In an observational, prospective, noninterventional, real-world study (AWARE; ClinicalTrials.gov Identifier: NCT02728934), researchers aimed to evaluate the safety and efficacy of intravenous (IV) golimumab in combination with MTX compared with IV golimumab alone among biologic-naive and biologic-experienced patients with RA.

Effectiveness was measured by the mean change in Clinical Disease Activity Index (CDAI) scores at 6 and 12 months; safety was observed for approximately 1 year. Patients included in the study had a mean baseline CDAI score of greater 22, which is indicative of increased disease activity.

Primary endpoint was the percentage of patients with an infusion reaction and secondary endpoint included mean change in CDAI.

The study population included 685 patients, 420 (61%) received IV golimumab and MTX during the study and 265 (39%) received IV golimumab alone after enrollment. A total of 63% of patients receiving golimumab and MTX and 72% of those receiving golimumab alone discontinued participation in the study.

With regard to dosing, concomitant MTX use was defined as the administration of MTX at any time during or after week 0. Dosing for golimumab was 2 mg/kg infused over a period of 30 minutes at weeks 0 and 4, and every 8 weeks thereafter with concomitant MTX.

Patients receiving treatment with golimumab plus MTX vs golimumab alone had a shorter mean disease duration (8.7 vs 10.0 years).

Overall, the baseline CDAI scores with golimumab plus MTX and golimumab without MTX were comparable (30.8±15.1 and 32.6±15.4). In addition, the changes from baseline CDAI scores at both 6 and 12 months were also similar between the 2 groups. The group receiving golimumab plus MTX experiencing a change of -10.2±14.2 and -10.8±13.8, respectively. The group receiving golimumab alone experienced a change of -9.6±12.9 and -9.9±13.1 at 6 and 12 months, respectively.

Golimumab plus MTX was associated with a lower incidence of infusion reactions (2.1 per 100/patient-years [PY]; 95% CI, 1.1-3.6 per 100/PY) than that of golimumab alone (5.1 PY; 95% CI, 2.9-8.3 PY).
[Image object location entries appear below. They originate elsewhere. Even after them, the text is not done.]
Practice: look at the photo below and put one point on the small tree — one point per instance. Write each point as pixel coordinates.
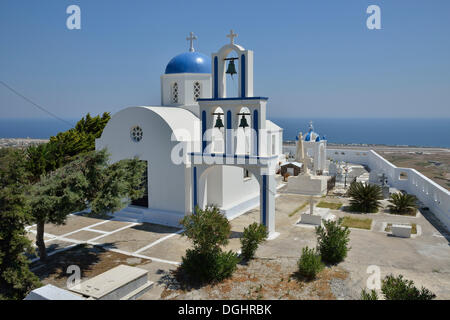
(209, 230)
(398, 288)
(86, 182)
(332, 241)
(371, 295)
(310, 263)
(16, 279)
(253, 236)
(403, 203)
(364, 197)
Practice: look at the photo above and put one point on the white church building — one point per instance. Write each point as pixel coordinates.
(201, 147)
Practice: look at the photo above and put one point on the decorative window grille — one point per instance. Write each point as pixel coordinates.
(175, 93)
(197, 90)
(136, 134)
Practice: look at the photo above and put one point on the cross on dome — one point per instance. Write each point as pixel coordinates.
(232, 36)
(191, 38)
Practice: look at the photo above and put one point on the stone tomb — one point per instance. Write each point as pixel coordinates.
(315, 215)
(120, 283)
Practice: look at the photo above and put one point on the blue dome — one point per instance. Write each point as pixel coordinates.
(189, 62)
(308, 137)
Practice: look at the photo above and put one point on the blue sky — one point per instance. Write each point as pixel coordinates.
(312, 58)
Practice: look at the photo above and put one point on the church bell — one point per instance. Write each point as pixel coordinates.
(219, 122)
(231, 68)
(244, 123)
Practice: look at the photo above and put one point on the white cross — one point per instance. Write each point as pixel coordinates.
(232, 36)
(191, 38)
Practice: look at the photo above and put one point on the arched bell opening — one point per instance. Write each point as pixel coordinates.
(232, 75)
(244, 131)
(218, 131)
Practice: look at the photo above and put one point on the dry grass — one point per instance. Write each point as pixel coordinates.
(298, 209)
(329, 205)
(92, 260)
(413, 228)
(425, 164)
(351, 222)
(265, 279)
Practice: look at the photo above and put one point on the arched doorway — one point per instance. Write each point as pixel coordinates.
(144, 200)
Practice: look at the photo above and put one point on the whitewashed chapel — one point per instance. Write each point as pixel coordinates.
(181, 139)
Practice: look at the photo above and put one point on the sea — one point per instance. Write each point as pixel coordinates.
(393, 132)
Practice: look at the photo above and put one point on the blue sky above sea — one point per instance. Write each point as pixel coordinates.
(413, 132)
(313, 59)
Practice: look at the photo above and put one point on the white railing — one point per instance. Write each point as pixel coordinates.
(432, 195)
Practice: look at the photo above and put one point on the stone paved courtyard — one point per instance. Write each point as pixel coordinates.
(425, 259)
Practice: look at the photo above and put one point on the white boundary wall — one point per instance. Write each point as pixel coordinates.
(426, 190)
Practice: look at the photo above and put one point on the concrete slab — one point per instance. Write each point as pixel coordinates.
(73, 223)
(113, 284)
(134, 238)
(171, 249)
(84, 235)
(111, 226)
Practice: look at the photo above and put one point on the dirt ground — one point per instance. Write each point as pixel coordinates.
(424, 258)
(262, 279)
(434, 164)
(92, 260)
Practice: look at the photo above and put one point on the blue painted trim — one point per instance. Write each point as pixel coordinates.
(243, 75)
(264, 204)
(256, 128)
(238, 98)
(228, 156)
(194, 188)
(216, 78)
(203, 130)
(229, 135)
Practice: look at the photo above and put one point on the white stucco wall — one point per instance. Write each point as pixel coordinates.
(166, 180)
(426, 190)
(185, 87)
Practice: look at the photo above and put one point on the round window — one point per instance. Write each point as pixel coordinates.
(136, 134)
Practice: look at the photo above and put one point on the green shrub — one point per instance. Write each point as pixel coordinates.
(332, 241)
(253, 236)
(364, 197)
(208, 230)
(371, 295)
(403, 203)
(209, 267)
(398, 288)
(310, 263)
Infections were the most commonly reported adverse event (AEs), with the most common reasons for treatment discontinuation being AEs (9.3% for golimumab plus MTX and 12.5% for golimumab alone) and lack of efficacy (27.1% for golimumab plus MTX and 32.1% for golimumab alone).

The AWARE study had limitations, including the open-label design, the post hoc analyses being exploratory, and the inability to compare the safety and effectiveness of golimumab with and without MTX. Another major limitation of the study was the high treatment discontinuation rates seen among both groups.

The study authors concluded, “The real-world data presented here may assist healthcare providers and patients with RA in making informed treatment decisions.”

Disclosure: This research was supported by Janssen Scientific Affairs, LLC. Multiple study authors have declared affiliations with biotech, pharmaceutical, and/or device companies. Please see the original reference for a full list of authors’ disclosures.